Find the mass of Clive, m, to the nearest kg
Taking moments about the base of ladder B:
(mg cos pheta * 1.4) + (180 cos pheta * 2.1) = 490 sin pheta * 4.2
Dividing by cos pheta gives:
1.4mg + 378 = 2058 tan pheta = 2058 * 8/11
1.4mg = 1496.72… - 378 = 1118.72…
m = 1118.72… / 13.72 = 81.53… = 82kg
A uniform ladder AB rests in limiting equilibrium against a smooth vertical wall (A) and upon the rough horizontal ground (B) at an angle of pheta. Clive stands on the ladder at point C a third of the way along its length from the base B
The ladder is 4.2m long and weighs 180 N. The normal reaction at A is 490 N. Given that tan pheta = 8/11.

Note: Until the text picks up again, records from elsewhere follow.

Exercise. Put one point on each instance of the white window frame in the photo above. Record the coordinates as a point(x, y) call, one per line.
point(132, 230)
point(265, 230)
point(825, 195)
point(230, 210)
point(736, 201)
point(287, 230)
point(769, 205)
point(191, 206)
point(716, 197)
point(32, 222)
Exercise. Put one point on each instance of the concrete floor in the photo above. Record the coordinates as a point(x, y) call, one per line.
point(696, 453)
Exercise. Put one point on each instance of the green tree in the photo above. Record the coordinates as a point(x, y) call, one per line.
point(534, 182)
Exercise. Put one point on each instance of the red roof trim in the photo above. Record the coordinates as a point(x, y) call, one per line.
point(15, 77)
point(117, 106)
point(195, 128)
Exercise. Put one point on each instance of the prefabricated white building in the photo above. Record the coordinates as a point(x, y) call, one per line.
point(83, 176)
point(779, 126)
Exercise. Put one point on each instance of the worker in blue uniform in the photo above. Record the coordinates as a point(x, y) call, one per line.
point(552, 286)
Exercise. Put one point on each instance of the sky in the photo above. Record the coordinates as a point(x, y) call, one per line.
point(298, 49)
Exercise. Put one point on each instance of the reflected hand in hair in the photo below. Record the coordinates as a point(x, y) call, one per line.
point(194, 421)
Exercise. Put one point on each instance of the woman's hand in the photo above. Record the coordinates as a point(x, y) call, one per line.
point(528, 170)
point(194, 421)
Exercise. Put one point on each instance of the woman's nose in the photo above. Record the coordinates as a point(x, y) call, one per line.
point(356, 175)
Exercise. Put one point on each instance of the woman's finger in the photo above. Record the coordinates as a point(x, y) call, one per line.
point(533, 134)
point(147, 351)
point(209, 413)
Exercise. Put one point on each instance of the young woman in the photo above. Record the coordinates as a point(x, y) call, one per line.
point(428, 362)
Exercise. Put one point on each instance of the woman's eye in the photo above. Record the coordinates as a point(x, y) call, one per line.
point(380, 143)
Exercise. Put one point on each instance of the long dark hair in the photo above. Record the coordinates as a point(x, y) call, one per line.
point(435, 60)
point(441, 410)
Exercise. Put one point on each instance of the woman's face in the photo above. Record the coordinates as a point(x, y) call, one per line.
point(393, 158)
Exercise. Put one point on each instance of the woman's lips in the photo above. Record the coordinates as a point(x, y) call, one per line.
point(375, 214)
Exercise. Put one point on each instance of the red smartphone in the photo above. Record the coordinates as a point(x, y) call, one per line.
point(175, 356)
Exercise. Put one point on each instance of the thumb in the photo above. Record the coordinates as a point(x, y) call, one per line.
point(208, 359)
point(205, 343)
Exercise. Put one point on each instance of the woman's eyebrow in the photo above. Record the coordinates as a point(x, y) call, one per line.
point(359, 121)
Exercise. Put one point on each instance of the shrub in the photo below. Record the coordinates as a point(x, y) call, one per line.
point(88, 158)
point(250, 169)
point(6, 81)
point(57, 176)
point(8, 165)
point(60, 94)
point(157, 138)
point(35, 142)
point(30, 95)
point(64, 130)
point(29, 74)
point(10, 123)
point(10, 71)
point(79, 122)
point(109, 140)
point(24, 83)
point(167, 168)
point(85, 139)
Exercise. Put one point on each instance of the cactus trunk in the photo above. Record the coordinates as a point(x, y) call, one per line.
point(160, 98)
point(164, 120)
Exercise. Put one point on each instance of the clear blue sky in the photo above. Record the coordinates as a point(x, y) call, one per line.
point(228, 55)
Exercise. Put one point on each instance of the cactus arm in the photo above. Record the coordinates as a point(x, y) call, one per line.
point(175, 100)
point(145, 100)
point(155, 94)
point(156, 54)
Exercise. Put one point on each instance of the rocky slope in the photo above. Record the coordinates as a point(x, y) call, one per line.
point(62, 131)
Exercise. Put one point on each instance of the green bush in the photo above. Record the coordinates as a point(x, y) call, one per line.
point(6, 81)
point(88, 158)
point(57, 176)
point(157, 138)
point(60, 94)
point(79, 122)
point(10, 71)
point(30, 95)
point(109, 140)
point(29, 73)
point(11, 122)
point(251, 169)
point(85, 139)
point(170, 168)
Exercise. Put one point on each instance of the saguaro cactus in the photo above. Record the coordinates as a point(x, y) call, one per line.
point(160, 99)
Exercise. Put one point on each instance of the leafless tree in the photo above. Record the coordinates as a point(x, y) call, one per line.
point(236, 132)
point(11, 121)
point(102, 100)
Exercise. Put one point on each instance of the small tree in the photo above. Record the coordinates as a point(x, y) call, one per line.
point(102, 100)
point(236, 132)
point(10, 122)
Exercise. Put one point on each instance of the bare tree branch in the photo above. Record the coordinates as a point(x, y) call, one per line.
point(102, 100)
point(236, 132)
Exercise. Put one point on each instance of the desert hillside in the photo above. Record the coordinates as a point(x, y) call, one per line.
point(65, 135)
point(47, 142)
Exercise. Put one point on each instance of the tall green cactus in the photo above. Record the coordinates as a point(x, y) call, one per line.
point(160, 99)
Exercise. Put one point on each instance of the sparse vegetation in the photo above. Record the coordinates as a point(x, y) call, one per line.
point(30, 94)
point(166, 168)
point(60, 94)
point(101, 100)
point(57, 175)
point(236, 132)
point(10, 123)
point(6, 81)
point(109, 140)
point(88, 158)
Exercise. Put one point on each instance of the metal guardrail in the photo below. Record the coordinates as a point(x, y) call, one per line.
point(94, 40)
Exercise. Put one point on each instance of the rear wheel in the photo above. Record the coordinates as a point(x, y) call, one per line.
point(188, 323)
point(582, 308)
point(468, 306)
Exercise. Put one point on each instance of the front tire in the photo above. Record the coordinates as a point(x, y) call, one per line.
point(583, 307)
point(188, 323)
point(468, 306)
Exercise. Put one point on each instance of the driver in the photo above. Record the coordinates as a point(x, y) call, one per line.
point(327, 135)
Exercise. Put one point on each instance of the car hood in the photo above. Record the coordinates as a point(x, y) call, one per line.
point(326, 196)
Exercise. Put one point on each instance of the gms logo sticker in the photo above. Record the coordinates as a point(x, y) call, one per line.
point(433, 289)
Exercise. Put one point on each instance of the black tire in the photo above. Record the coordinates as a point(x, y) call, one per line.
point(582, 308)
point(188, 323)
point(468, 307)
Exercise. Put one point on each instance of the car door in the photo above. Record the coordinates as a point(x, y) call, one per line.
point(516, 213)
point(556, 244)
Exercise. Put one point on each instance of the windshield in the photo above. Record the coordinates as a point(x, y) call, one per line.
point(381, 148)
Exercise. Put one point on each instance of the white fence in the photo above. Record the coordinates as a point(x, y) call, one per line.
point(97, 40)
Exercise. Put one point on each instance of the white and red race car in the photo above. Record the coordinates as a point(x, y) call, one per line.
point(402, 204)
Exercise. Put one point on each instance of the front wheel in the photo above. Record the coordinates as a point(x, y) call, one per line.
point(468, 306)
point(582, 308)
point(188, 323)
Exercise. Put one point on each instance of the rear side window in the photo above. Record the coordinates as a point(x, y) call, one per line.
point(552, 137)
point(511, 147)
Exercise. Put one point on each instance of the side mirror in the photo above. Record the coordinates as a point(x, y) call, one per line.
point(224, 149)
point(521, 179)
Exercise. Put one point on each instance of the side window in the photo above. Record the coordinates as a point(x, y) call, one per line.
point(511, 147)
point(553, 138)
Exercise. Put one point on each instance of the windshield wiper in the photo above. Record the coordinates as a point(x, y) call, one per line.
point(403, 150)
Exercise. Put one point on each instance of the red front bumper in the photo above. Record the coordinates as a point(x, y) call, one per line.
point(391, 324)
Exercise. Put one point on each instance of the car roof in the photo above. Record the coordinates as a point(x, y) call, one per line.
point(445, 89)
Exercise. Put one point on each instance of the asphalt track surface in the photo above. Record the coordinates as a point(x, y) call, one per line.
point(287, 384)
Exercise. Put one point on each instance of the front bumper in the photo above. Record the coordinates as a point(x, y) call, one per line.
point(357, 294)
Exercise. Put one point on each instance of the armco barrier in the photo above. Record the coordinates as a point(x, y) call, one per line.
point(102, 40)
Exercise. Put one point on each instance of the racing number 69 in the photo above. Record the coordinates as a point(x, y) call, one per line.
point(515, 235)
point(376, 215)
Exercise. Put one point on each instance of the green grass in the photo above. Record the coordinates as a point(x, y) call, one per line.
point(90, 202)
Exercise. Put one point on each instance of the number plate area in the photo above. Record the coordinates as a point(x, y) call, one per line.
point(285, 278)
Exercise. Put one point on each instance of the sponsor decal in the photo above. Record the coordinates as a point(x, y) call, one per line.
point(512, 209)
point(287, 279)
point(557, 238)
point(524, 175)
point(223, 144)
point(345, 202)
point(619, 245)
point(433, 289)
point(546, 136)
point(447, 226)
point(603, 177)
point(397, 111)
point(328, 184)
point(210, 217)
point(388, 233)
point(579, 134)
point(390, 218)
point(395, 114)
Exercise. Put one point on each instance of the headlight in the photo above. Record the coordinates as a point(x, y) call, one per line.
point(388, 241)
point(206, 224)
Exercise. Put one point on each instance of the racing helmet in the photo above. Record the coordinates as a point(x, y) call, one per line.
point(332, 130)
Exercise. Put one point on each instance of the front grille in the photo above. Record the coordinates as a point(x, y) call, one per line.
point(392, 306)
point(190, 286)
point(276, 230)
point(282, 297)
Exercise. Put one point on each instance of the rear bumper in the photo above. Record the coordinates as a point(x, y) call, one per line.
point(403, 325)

The coefficient of friction, μ, between the ground and the ladder
Resolving horizontally: F = 490 N
Resolving vertically: R = 180 + 81.53…g = 979.09… N
As equilibrium is limiting, F = μR
So: 979.09…μ = 490 N
μ = 0.50 (2 d.p.)
A uniform rod, AB, of mass 3kg is held horizontally in limiting equilibrium against a rough wall by an inextensible string connected to the road at point C and the wall at point D, as shown. A particle of mass mkg rests at point B. The magnitude of the normal reaction of the wall is 72.5 N.
Find the tension, T, in the string, and the mass, m, of the particle
tan pheta = 0.8/1.7
pheta = 25.20…degrees
Resolve horizontally:
T cos pheta = 72.5 N
t = 72.5 / cos25.20…degrees = 80.12… = 80.1 N
Taking moments about A:
(1.2 * 3g) + (2.4 * mg) = 1.7 * 80.12… sin25.20…degrees
23.52m = 58 - 35.28 = 22.72
m = 0.96598… = 0.966kg (3 s.f.)
A uniform rod, AB, of mass 3kg is held horizontally in limiting equilibrium against a rough wall by an inextensible string connected to the road at point C and the wall at point D, as shown. A particle of mass mkg rests at point B. The magnitude of the normal reaction of the wall is 72.5 N.
Find the frictional force, F, between the wall and the rod
Resolving vertically:
F + 80.12… sin25.20…degrees = 3g + 0.96598…g
F = 38.86… - 34.11… = 4.75 N (3 s.f.)